ECLI:NL:RBMNE:2024:3389

Rechtbank Midden-Nederland

Datum uitspraak
18 april 2024
Publicatiedatum
30 mei 2024
Zaaknummer
16-036278-24
Instantie
Rechtbank Midden-Nederland
Type
Uitspraak
Rechtsgebied
Strafrecht
Procedures
  • Raadkamer
Vindplaatsen
  • Rechtspraak.nl
AI samenvatting door LexboostAutomatisch gegenereerd

Toewijzing verzoek tot opheffing van voorlopige hechtenis in strafzaak

Op 18 april 2024 heeft de Rechtbank Midden-Nederland in Utrecht uitspraak gedaan in de strafzaak met parketnummer 16-036278-24. De zaak betreft een verzoek tot opheffing van de voorlopige hechtenis van de verdachte, die op dat moment gedetineerd was. Het verzoekschrift was op 11 april 2024 ingediend en strekte tot opheffing, subsidiair schorsing van de voorlopige hechtenis. De rechtbank heeft het strafdossier bestudeerd en de officier van justitie, de verdachte en de raadsvrouw, mr. J.O.A.N. de Vries, gehoord.

De rechtbank constateerde dat in de dagvaarding de dealperiode was teruggebracht van twee weken naar één dag. Dit leidde de rechtbank tot de conclusie dat er sprake was van een situatie als bedoeld in artikel 67a lid 3 van het Wetboek van Strafvordering. Gezien deze omstandigheden heeft de rechtbank besloten de voorlopige hechtenis op te heffen. Het verzoek tot schorsing van de voorlopige hechtenis werd onbesproken gelaten.

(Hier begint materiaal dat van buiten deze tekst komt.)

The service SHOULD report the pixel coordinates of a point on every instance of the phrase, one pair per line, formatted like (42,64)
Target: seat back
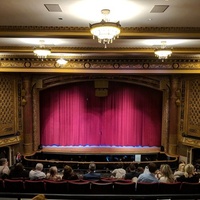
(79,187)
(169,188)
(101,188)
(124,188)
(13,185)
(147,188)
(190,188)
(36,186)
(56,187)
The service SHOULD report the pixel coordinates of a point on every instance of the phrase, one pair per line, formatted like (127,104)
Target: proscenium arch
(160,83)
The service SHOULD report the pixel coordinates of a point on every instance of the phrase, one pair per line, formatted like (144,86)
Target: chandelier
(41,51)
(62,61)
(105,31)
(163,53)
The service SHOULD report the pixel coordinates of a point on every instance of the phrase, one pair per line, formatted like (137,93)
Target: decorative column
(27,115)
(174,104)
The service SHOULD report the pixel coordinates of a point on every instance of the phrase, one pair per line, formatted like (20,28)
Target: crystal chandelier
(163,53)
(41,51)
(105,31)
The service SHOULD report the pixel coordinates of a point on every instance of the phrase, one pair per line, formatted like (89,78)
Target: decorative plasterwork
(87,66)
(191,142)
(9,141)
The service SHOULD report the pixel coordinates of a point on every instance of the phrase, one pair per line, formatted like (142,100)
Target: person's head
(53,170)
(189,170)
(165,170)
(92,167)
(181,167)
(3,161)
(152,167)
(39,197)
(19,167)
(67,170)
(132,167)
(39,166)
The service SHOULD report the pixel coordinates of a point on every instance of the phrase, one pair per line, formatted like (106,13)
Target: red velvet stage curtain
(130,115)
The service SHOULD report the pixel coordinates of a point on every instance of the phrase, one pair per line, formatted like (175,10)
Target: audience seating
(169,188)
(34,186)
(124,187)
(13,185)
(147,188)
(54,187)
(190,188)
(97,187)
(79,187)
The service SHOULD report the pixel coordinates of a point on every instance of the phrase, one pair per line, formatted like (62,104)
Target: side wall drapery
(129,116)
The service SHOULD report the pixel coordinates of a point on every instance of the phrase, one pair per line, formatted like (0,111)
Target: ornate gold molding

De beslissing om het bevel tot voorlopige hechtenis op te heffen, werd genomen in raadkamer en is gegeven door de voorzitter, mr. E.H.M. Druijf, samen met de rechters mr. A.J. Reitsma en mr. O. Böhmer, in aanwezigheid van griffier K.N. Landman. De opheffing van de voorlopige hechtenis is met ingang van de datum van de uitspraak, 18 april 2024, van kracht.

Uitspraak

beslissing

RECHTBANK MIDDEN-NEDERLAND

Strafrecht Zittingsplaats Utrecht
parketnummer : 16-036278-24
beslissing opheffing voorlopige hechtenis van de raadkamer d.d. 18 april 2024 (artikel 69 Wetboek van Strafvordering)
in de strafzaak tegen de verdachte:

[verdachte] ,

geboren op [2005] te [geboorteplaats] ,
inschrijvingsadres in de Basisregistratie Personen:
[adres] , [woonplaats] ,
nu gedetineerd in [verblijfplaats] .
Raadsvrouw mr. J.O.A.N. de Vries.

Procedure

Op 11 april 2024 is op de griffie van deze rechtbank een verzoekschrift ingekomen dat strekt tot opheffing subsidiair schorsing van de voorlopige hechtenis.
De rechtbank heeft kennisgenomen van het strafdossier en heeft de officier van justitie, de verdachte en de raadsvrouw, gehoord.

Beoordeling

In de dagvaarding die inmiddels is uitgebracht in deze zaak is de dealperiode teruggebracht van een periode van twee weken naar één dag. Mede tegen die achtergrond is rechtbank van oordeel dat een situatie als bedoeld in artikel 67a lid 3 Wetboek van Strafvordering zich voordoet en zal daarom de voorlopige hechtenis opheffen. Gelet daarop kan het verzoek tot schorsing van de voorlopige hechtenis onbesproken blijven.

Beslissing

De rechtbank:
heft het bevel tot voorlopige hechtenis van de verdachte op met ingang van heden.
Deze beslissing is gegeven in raadkamer van deze rechtbank op 18 april 2024 door:
mr. E.H.M. Druijf, voorzitter.
mr. A.J. Reitsma en mr. O. Böhmer, rechters,
in tegenwoordigheid van K.N. Landman. griffier.